So far all we have done is displayed the positions of the balls after minimisation calculations. To see the atoms move in real time subject to the Lennard-Jones potential, we need to use the force calculated to work out the velocity of each atom, then move the atoms accordingly. This is placed in a loop, and so the atoms interact with each other in real time.

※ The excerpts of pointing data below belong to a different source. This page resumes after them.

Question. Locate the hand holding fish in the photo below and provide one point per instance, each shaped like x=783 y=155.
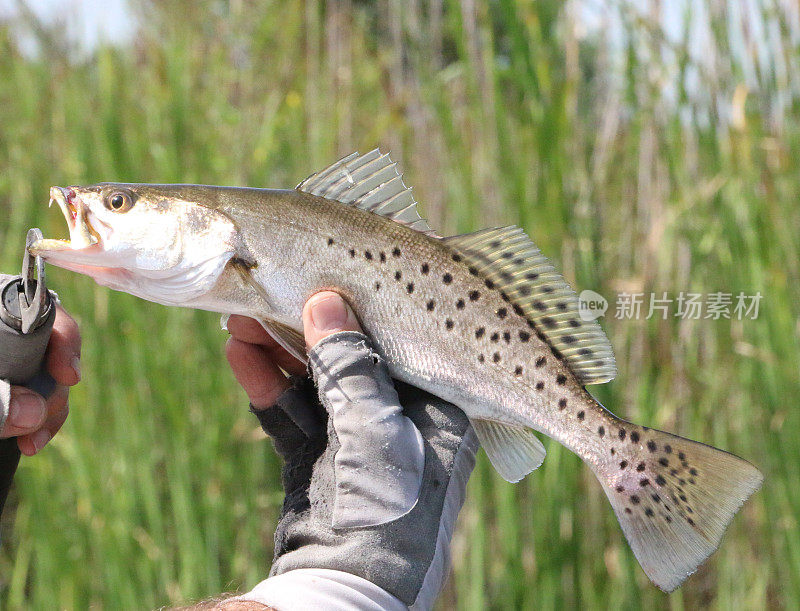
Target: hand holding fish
x=373 y=489
x=34 y=419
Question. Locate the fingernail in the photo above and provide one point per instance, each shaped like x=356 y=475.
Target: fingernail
x=75 y=363
x=329 y=314
x=40 y=438
x=27 y=410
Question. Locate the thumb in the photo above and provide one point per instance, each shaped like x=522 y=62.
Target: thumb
x=327 y=313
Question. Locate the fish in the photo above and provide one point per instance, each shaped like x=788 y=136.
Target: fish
x=482 y=320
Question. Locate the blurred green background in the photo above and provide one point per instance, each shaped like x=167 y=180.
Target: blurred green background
x=645 y=146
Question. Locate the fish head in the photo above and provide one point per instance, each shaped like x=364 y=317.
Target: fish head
x=158 y=243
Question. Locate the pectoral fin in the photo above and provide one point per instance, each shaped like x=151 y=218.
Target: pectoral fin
x=289 y=339
x=514 y=451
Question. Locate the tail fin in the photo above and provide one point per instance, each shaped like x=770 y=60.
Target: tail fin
x=673 y=497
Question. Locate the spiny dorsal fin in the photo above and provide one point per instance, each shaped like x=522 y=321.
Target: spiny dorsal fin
x=370 y=182
x=508 y=258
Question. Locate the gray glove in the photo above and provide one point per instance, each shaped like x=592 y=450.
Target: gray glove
x=372 y=488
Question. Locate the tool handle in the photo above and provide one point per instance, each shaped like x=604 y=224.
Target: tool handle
x=21 y=363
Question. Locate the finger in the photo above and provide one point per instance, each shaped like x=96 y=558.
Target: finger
x=34 y=442
x=326 y=313
x=251 y=331
x=26 y=412
x=257 y=373
x=63 y=356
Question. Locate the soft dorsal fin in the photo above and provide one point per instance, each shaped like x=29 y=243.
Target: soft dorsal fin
x=370 y=182
x=509 y=258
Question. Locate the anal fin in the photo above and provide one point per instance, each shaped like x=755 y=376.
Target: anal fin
x=514 y=451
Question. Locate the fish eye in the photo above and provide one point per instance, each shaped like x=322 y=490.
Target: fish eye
x=119 y=201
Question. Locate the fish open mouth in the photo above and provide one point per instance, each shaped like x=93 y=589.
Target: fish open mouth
x=81 y=233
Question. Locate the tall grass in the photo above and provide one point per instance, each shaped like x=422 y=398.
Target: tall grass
x=637 y=160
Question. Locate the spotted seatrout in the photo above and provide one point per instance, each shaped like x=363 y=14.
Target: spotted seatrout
x=482 y=320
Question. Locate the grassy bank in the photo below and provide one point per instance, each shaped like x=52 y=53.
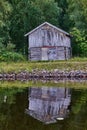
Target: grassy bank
x=24 y=84
x=72 y=64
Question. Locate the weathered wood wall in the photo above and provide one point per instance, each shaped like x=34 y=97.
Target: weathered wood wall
x=47 y=43
x=48 y=36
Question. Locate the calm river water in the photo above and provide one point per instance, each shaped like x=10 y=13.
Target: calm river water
x=43 y=108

To start off, we need to initialise the velocity. For now, we'll initialise it to 0.
<Initialise Velocity>=
veloc = []
for atom in atoms:
veloc.append((0,0,0))
Used below.
Now we need a routine to move the atoms. We use a variable tstep to
represent the amount of time that occurs between each step. Of course,
the greater the value of tstep, the less accurate the simulation
will be.
<Update Coordinates>=
for i in range(len(atoms)):
atoms[i] = (atoms[i][0] + tstep * (veloc[i][0] +
(tstep * newForce[i][0] / 2.0)),
atoms[i][1] + tstep * (veloc[i][1] +
(tstep * newForce[i][1] / 2.0)),
atoms[i][2] + tstep * (veloc[i][2] +
(tstep * newForce[i][2] / 2.0)))
Used below.
The velocity needs to be updated in each step, this is done using the following routine.
<Update Velocity>=
for i in range(len(veloc)):
veloc[i] = (veloc[i][0] + tstep *
(newForce[i][0] + oldForce[i][0]) / 2.0,
veloc[i][1] + tstep *
(newForce[i][1] + oldForce[i][1]) / 2.0,
veloc[i][2] + tstep *
(newForce[i][2] + oldForce[i][2]) / 2.0)
Used below.
Now we'll package the main loop and include our visualisation routines.
We use the variable nstep to represent the number of steps the
simulation will do before exiting.
<MD Initialisation and Main Loop>=
atoms = createSimpleCube(rside, nside)
<Initialise Velocity>
newForce = oldForce = evalForce(atoms)
<Create Balls>
for istep in range(nstep):
<Update Coordinates>
newForce = evalForce(atoms)
<Update Velocity>
oldForce = newForce
<Move Balls>
Used below.
Finally, we need to put it all together, and add a simple command line
interface to setting the values of tstep and nstep for the
simulator, and rside and nside for both the simulator and the
minimiser. For now, to make the command simpler, we'll keep the values
in the tuples of rside and nside the same, hence we will only be
working with perfect cubes.
<Minimise.py>=
from visual import *
import sys
import math
<Create Simple Cube>
<Evaluate Force>
<Evaluate Potential>
<Next Atoms>
<Golden Section Search>
try:
r = float(sys.argv[1])
rside = (r, r, r)
n = int(sys.argv[2])
nside = (n, n, n)
except (ValueError, IndexError):
print "Usage: python %s rside nside" % sys.argv[0]
sys.exit(1)
scene.autoscale = 0
scene.title = "Molecular dynamics Minimiser"
<Minimise Initialisation and Loop>
print "The minimum potential is %e" % totalPotential
This code is written to a file (or else not used).
<SimpleMD.py>=
from visual import *
import sys
<Create Simple Cube>
<Evaluate Force>
try:
tstep = float(sys.argv[3])
nstep = int(sys.argv[4])
r = float(sys.argv[1])
rside = (r, r, r)
n = int(sys.argv[2])
nside = (n, n, n)
except (ValueError, IndexError):
print "Usage: python %s rside nside tstep nstep" % sys.argv[0]
sys.exit(1)
scene.autoscale = 0
scene.title = "Molecular dynamics simulator"
<MD Initialisation and Main Loop>
This code is written to a file (or else not used).